I hope everyone is doing well today! I am coming to you form Java House Coffee Shop in Montrose, CA.

This morning I went to the Glendale College Library. Guests have to park on the top lot. To get to the campus required a combination stair climbing and taking elevators. I love the view from the top.

Among subjects studied today are centriods, inverse problems, and surface integrals. Three hours went by and I left 20 minutes before the library closed, which only proves the saying "So much to do, and so little time."

Here is some of what studied today:

------**Centriods:**

Points (x,y) each with mass m:

X-bar: Σ(x*m)/Σm, Y-bar: Σ(y*m)/Σm

Continuous functions, uniform thickness and density, f(x) ≥ g(x), limits a ≤ x ≤ b,

M_y = ∫(x * (f(x) - g(x)) dx, a, b)

M_x = 1/2 * ∫( (f(x))^2 - (g(x))^2, x, a, b)

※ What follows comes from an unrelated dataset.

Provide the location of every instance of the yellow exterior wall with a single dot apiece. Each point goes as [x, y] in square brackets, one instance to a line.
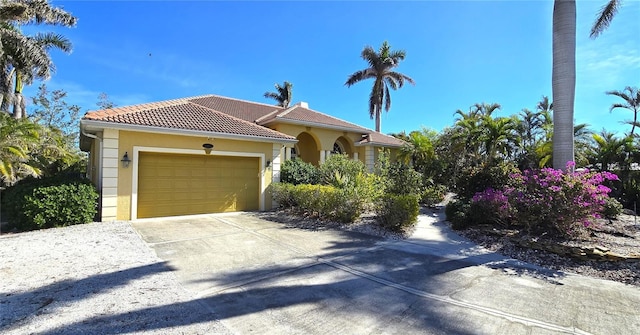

M = ∫( f(x) - g(x) dx, a, b)

X-bar: M_y/M, Y-bar: M_x/M

Jon Guilleberg. "Mathematics: From the Birth of Numbers." W.M. Norton & Co. 1997**Normal Vectors**

If a vector is perpendicular to another vector, the former vector is known as a normal vector. We can find a normal vector to any two vectors U and V by the cross product.

N = U × V

And the Unit Normal Vector:

n = (U × V)/|U × V| = vector/(norm of a vector)

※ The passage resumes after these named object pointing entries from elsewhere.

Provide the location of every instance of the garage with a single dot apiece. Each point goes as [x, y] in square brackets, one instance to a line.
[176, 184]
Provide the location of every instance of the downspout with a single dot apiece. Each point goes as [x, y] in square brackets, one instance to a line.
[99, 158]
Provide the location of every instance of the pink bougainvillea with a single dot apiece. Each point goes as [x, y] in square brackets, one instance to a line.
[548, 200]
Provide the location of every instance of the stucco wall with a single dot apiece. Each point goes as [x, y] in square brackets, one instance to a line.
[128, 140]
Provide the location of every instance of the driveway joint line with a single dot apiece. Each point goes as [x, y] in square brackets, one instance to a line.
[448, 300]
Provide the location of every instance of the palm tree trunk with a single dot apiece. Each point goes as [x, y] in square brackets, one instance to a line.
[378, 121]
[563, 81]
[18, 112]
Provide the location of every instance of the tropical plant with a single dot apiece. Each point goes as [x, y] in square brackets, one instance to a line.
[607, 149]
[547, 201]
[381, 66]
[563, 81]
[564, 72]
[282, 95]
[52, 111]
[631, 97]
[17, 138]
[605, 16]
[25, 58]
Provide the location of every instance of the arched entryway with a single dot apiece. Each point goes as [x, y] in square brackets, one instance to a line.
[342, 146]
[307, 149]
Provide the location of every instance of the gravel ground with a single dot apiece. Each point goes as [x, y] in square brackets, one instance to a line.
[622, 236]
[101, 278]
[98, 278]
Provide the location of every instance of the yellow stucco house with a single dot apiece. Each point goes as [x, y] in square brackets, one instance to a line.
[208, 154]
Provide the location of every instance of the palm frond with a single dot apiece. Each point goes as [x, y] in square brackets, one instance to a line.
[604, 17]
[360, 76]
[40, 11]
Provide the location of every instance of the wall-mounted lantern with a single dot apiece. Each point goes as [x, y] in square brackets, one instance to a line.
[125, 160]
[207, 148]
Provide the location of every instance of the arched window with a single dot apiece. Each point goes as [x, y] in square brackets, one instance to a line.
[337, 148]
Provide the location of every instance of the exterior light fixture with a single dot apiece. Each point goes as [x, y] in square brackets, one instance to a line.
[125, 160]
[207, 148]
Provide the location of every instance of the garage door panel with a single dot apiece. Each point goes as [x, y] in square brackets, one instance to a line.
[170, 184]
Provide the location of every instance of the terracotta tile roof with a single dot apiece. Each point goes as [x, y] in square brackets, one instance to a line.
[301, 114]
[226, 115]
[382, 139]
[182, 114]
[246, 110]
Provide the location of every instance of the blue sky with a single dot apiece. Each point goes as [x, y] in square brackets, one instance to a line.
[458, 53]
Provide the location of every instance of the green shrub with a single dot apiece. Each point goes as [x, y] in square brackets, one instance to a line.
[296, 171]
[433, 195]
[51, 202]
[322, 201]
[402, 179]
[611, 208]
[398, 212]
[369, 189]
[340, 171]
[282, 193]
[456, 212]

Applying the normal unit vector to a said function z = f(x,y):

n = [-df/dx, -df/dy, 1] / √( 1 + (df/dx)^2 + (df/dy)^2 )

A unit vector has length 1.

Pretend that "d" is the partial derivative operator.

Surface area of z = f(x,y) over region R is:

∫ ∫ (√( 1 + (df/dx)^2 + (df/dy)^2 ) dx dy

H.M. Schey "div grad curl and all that" W.M. Norton & Co. 1992

Yes the title was in all lowercase. I get weirdly fascinated by all-lowercase titles.

Going to finish my lunch, and do some programming. Love to all of you!